Rheumatoid arthritis is an autoimmune disorder. Normally, a healthy immune system is programmed to protect the body from harmful foreign bodies like bacteria and viruses but in rheumatoid arthritis the immune system (defense system) of the body, for unknown reasons, starts attacking the body's healthy tissue. The reaction results in inflammation of joints causing reduction in joint space and loss of normal joint shape and alignment.Important features of Rheumatoid arthritis:

  • It may begin by age 25 and usually before 50 years of age but some times seen in children too.
  • May develop suddenly within a period of weeks/ months but is usually gradual (slow onset)
  • Involves the joints symmetrically i.e. joints on both sides of the body are involved
  • Usually affects the small joints of the hand, foot, wrist, elbow, shoulder or ankle.
  • Causes inflammation resulting in pain and swelling of joints where the joint is warm and tender.
  • Early morning stiffness lasting for more than one hour
  • Causes symptoms in other organs of body besides the joints such as lungs, heart & eyes.
  • May cause overall tiredness, weight loss and occasional fever
  • Finger deformities (‘swan neck' deformity and ‘boutonniere' deformity) are characteristics of RA.

Investigations

Apart form a detailed medical history and physical examination the doctor will recommend various tests to evaluate and diagnose the condition. These includes: · Blood test for ESR (increase in RA) and blood cell count (shows increase in white blood cells and platelets because of inflammation) · Serology test for Rheumatoid factor (an abnormal antibody), which is present in 70-80% of RA cases. X-ray is usually done to find out the degree of damage that the joint has suffered and later to monitor the progress of the disease. Synovial fluid examination to rule out infection.
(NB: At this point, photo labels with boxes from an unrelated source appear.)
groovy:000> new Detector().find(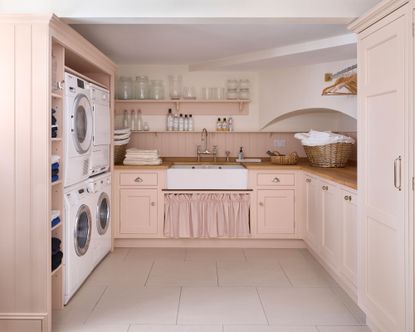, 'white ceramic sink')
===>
[167,164,248,190]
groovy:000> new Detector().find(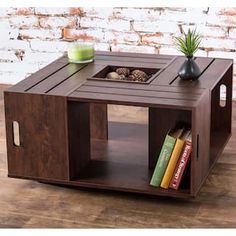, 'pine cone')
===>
[127,75,136,81]
[116,67,130,77]
[106,72,120,80]
[131,70,148,82]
Management of Rheumatoid Arthritis

Becoming aware about the disease · Taking the medications regularly · Take a diet low in fat, moderate in sugar, rich in Gamma linolenic acid (found in nuts and fish, promrose oil) and omega 3 fatty acids like nuts and fishes like salmon, mackerel, and herring. · Controlling body weight · Taking adequate rest. Acutely involved joints must be given rest or splint to reduce inflammation. · Regular exercise to strengthen muscles (as advised by the doctor) surrounding the involved joints. Yoga and other alternative therapies have been scientifically documented to complement the use of drugs. (To see the proper scientific and validated yogic protocol for Arthritis, log on to www.bestonhealth.com ) .

Medications

NSAIDs These drugs are mainly used for Pain relief and Anti-inflammatory action. DMARDs: Methotrexate (Oral & I/V), Salzopyrine, Hydroxychloroquine, Leflunomide. Earlier medicines in this group included Gold salts, D-Penicillamine are less used now

Advanced treatment of Rheumatoid arthritis.
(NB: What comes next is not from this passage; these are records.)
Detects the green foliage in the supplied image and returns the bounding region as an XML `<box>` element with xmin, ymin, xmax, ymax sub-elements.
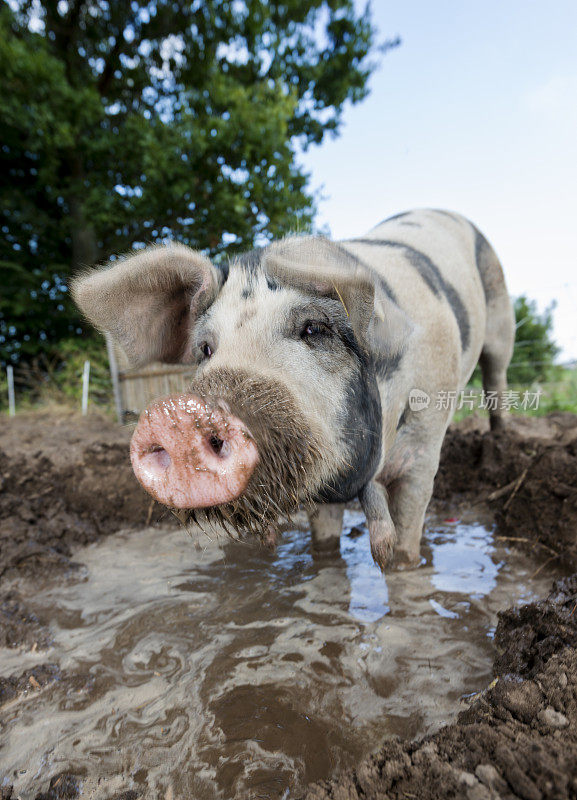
<box><xmin>508</xmin><ymin>295</ymin><xmax>559</xmax><ymax>386</ymax></box>
<box><xmin>469</xmin><ymin>295</ymin><xmax>563</xmax><ymax>388</ymax></box>
<box><xmin>0</xmin><ymin>336</ymin><xmax>114</xmax><ymax>414</ymax></box>
<box><xmin>0</xmin><ymin>0</ymin><xmax>398</xmax><ymax>361</ymax></box>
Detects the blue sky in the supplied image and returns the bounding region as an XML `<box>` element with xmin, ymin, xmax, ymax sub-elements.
<box><xmin>301</xmin><ymin>0</ymin><xmax>577</xmax><ymax>361</ymax></box>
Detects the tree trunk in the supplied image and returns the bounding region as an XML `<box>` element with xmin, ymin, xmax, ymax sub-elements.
<box><xmin>69</xmin><ymin>153</ymin><xmax>99</xmax><ymax>272</ymax></box>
  • The Biological: The biologicals are injectible drugs – Tumor necrosis factor Alfa (TNF Alfa) blocking agents and interleukin – 1 receptor antagonist (IL-1ra) are new drugs for RA treatment. They are expensive but have been found to benefit otherwise inadequate response patients.
  • The anti TNF Alfa agents – Infliximab, Etanercept and adalimumab have set new standards for RA therapy.
  • Stem Cell implantation: is another new, promising area for the hopeless patients. It is embryonic and adult type – principle is once implanted stem cell has potential to replicate and grow more healthy cells and hence cure the disease.